Intervista a Hleb Papou

Il legionario | Concorso Cineasti del presente

Hleb Papou, nel 2017 ha diretto un cortometraggio intitolato Il legionario e poi ha deciso di lavorarci di nuovo per creare il suo primo lungometraggio. Perché questa scelta?

Mentre ero ancora studente del Centro sperimentale di cinematografia di Roma, nel 2015, è nata l’idea de Il legionario. Era l’epoca in cui in Italia si discuteva dello ius soli, il progetto di legge, poi affossato, che avrebbe consentito l'acquisizione della cittadinanza italiana ai nati sul territorio italiano a prescindere dalla cittadinanza dei genitori. Questo cortometraggio ha avuto una buona accoglienza in diversi festival internazionali e mi ha permesso di trovare i fondi per girare il mio primo lungometraggio.

Quali sono gli elementi di novità del lungometraggio?

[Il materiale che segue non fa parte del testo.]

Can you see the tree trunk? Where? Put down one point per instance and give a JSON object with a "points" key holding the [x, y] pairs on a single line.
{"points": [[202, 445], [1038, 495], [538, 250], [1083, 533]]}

Nel cortometraggio ci siamo concentrati soprattutto sugli ambienti della polizia. Nel lungometraggio abbiamo potuto dedicare molto più spazio all’ambiente dell’occupazione. In generale, come ovvio, abbiamo potuto sviluppare meglio la narrazione e i personaggi e siamo riusciti a dare più respiro alla narrazione.

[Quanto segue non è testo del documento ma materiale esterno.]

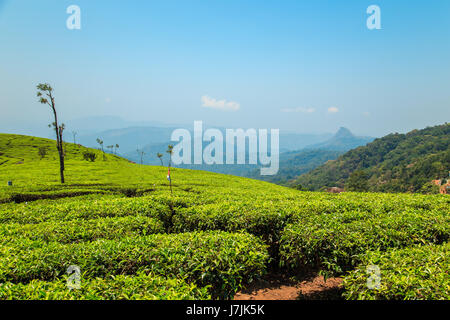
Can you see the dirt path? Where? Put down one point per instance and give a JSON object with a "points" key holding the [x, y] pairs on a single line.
{"points": [[280, 288]]}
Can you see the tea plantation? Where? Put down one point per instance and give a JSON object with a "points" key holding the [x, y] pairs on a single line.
{"points": [[132, 239]]}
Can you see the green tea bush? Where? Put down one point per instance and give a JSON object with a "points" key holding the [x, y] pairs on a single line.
{"points": [[219, 259], [414, 273], [80, 230], [334, 243], [121, 287], [81, 209]]}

La rappresentazione del corpo di polizia appare molto convincente e realistica: avete svolto ricerche specifiche nell’ambiente?

Sì, siamo entrati nel mondo della Celere, abbiamo conosciuto i poliziotti, ne abbiamo studiato le dinamiche; ho persino introdotto gli attori nell’ambiente. Quando abbiamo scritto i personaggi che lavorano in polizia abbiamo cercato di essere onesti, cercando di evitare rappresentazioni stereotipate o tesi precostituite.

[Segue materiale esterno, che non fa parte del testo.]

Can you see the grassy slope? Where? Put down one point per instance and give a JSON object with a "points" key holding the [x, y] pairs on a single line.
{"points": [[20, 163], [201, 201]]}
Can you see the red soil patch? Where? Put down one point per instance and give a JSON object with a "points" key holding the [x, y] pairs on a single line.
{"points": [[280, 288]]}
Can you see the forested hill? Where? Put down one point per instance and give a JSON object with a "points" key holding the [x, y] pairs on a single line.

Anche le case occupate di Roma sono una realtà intrigante e non molto conosciuta…

Si parla delle case occupate di Roma soltanto nel momento in cui avviene uno sgombero. Questo mondo, che ha una lunga tradizione, è piuttosto complesso. Ci sono molti contesti differenti tra loro. In queste case vivono sia italiani, sia persone con origini migratorie. Persone che votano a destra e persone di sinistra. Per girare questo film ho vissuto una settimana in una casa occupata. Non è un ambiente facile, non è confortevole viverci, e si è a contatto con storie difficili, a volte molto tristi. Inoltre, come cerco di mostrare nel mio film, ci sono regole molto ferree che vanno assolutamente rispettate.

I conflitti rappresentati nel film all’interno della casa sono molto marcati, ma non sembra esserci spazio per il razzismo. È così?

Nella casa hanno ben altro per la testa. Chi vive lì ha scelto di concentrarsi sui problemi reali e non ha tempo per distrarsi con questioni razziste o xenofobe ridicole. Italiani e stranieri delle case occupate vivono una condizione che li accomuna, hanno esistenze precarie e sanno che da un momento all’altro potrebbero ritrovarsi senza un tetto sopra la testa.